Claude 4 Performance Comparison | Opus 4 & Sonnet 4 Benchmarks and Pricing
For developers trying to decide whether to run Opus 4 or Sonnet 4 from the Claude 4 generation, this article summarizes the capabilities of both models and the optimal way to use each. We cover the key benchmarks including SWE-bench, the 5x API pricing difference, and feature distinctions like hybrid reasoning and 7-hour continuous operation — organized so you can make confident decisions for coding, long-running batch jobs, and everyday use.
For coding use cases, Sonnet 4 is the top recommendation. It scores 72.7% on SWE-bench Verified — slightly edging out Opus 4 (72.5%) — while the API pricing is 1/5 on both input and output ($3/$15 vs $15/$75), making Sonnet 4 sufficient for most everyday coding assistance.
For autonomous tasks spanning thousands of steps or long-running batch jobs, Opus 4 truly shines. It offers the endurance to sustain up to 7 hours of continuous work and a Terminal-bench score of 43.2% for autonomous system operation, making it the right choice when you need to complete complex report generation or intricate workflows without interruption.
If you already have a Claude.ai paid plan, you can use both Opus 4 and Sonnet 4 without a separate API contract (subject to usage limits). The safe approach is to first try the behavior in the Web UI, then work out your pricing strategy once you reach a scale that requires API migration.
目次 (9)
- What Is Claude 4 — The Next-Generation Model Released in May 2025
- Claude Opus 4 Performance — Top-Tier Coding Benchmarks
- Claude Sonnet 4 Performance — Best Cost-Performance with 72.7% on SWE-bench
- Hybrid Reasoning — A Design That Balances Speed and Depth
- Claude 4 Pricing — Comparison of Opus 4 and Sonnet 4
- What Changed from Claude 3.7 — Comparison with the Previous Generation
- The Model Lineage After Claude 4 — 4.1 → 4.5 → 4.6 → 4.7
- How to Choose Claude 4 — Opus or Sonnet?
- Summary
What Is Claude 4 — The Next-Generation Model Released in May 2025
Claude 4 is the collective name for the model generation Anthropic released in May 2025, consisting of two models: Claude Opus 4 and Claude Sonnet 4.

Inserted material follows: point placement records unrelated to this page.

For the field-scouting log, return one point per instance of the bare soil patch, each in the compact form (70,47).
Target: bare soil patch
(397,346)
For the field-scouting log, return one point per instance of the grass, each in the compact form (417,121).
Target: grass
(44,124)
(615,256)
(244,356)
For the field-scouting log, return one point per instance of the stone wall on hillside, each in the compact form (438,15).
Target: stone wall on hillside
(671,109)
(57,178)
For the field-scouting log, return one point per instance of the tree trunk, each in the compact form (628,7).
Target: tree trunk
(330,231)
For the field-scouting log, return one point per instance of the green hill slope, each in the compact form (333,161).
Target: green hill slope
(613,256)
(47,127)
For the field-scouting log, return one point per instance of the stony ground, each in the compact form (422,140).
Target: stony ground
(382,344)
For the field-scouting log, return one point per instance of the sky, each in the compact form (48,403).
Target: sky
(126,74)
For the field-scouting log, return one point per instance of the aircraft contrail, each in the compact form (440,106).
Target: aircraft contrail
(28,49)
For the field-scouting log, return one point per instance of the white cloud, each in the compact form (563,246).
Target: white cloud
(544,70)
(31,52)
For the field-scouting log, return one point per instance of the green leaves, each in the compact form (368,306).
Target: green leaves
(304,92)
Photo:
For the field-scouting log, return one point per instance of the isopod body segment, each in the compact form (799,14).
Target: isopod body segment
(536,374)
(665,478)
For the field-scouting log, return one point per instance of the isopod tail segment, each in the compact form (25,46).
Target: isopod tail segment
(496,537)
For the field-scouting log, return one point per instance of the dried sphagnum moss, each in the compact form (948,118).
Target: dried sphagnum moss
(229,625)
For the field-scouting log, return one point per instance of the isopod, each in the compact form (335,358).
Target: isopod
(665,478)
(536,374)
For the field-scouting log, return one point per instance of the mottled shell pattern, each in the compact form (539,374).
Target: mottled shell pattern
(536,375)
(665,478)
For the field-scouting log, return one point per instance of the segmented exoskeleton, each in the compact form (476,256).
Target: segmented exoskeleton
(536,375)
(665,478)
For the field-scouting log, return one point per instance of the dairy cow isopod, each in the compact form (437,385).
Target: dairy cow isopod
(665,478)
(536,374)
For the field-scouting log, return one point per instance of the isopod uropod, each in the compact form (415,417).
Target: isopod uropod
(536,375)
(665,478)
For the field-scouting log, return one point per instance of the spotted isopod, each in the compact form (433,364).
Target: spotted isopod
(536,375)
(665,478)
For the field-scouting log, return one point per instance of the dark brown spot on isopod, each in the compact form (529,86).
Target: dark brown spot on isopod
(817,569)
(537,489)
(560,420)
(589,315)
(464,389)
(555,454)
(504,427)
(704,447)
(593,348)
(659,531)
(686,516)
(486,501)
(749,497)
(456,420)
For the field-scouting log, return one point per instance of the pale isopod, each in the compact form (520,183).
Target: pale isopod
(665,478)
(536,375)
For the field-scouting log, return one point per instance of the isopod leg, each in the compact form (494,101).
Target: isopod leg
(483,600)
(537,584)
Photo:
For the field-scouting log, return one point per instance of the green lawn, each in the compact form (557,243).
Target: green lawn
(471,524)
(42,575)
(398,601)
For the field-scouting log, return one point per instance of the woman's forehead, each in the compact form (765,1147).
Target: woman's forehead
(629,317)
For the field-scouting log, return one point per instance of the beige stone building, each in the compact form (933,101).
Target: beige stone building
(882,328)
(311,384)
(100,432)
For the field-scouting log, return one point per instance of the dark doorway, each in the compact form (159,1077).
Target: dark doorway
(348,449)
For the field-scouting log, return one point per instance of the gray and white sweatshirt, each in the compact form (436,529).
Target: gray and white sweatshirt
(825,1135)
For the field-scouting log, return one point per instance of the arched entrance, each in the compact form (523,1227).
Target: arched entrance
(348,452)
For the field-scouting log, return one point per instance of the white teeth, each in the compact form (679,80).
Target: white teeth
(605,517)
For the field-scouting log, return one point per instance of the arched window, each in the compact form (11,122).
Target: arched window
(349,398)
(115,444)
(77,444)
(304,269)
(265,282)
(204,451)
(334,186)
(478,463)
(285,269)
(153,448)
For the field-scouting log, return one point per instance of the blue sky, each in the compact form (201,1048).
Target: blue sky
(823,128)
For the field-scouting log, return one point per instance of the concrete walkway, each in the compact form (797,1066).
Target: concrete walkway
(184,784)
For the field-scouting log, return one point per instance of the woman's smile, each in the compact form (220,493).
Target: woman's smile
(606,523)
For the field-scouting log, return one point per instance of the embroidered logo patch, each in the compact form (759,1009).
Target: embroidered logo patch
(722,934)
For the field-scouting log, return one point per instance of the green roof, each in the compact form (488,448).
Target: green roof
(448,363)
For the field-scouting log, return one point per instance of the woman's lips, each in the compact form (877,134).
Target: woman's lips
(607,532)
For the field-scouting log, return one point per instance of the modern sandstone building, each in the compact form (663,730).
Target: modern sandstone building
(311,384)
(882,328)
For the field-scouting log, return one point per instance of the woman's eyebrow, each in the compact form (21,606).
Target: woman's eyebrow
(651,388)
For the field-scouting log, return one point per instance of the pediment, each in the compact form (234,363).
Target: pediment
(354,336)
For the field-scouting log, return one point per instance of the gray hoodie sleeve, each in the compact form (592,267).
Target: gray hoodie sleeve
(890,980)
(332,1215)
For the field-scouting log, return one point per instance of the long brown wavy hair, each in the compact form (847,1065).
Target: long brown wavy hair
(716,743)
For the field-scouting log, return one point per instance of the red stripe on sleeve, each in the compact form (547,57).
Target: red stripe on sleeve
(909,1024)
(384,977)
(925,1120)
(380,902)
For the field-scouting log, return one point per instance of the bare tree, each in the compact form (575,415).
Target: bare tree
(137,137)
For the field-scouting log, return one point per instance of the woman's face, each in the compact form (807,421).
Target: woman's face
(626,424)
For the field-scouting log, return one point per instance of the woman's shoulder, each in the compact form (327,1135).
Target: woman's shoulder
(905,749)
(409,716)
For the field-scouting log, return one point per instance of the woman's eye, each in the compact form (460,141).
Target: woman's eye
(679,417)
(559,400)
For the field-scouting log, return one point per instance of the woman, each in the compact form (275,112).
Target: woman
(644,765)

The biggest change from the previous Claude 3.x generation is the adoption of "hybrid reasoning." The design takes a two-pronged approach — answering simple queries instantly while using Extended Thinking mode for complex questions, thinking deeply before responding — achieving both speed and accuracy.
Additionally, all Claude 4 generation models support parallel tool execution, making them well-suited for complex tasks that involve calling multiple external tools simultaneously. They have earned particularly high praise for coding assistance, autonomous workflow execution, and long-form analysis.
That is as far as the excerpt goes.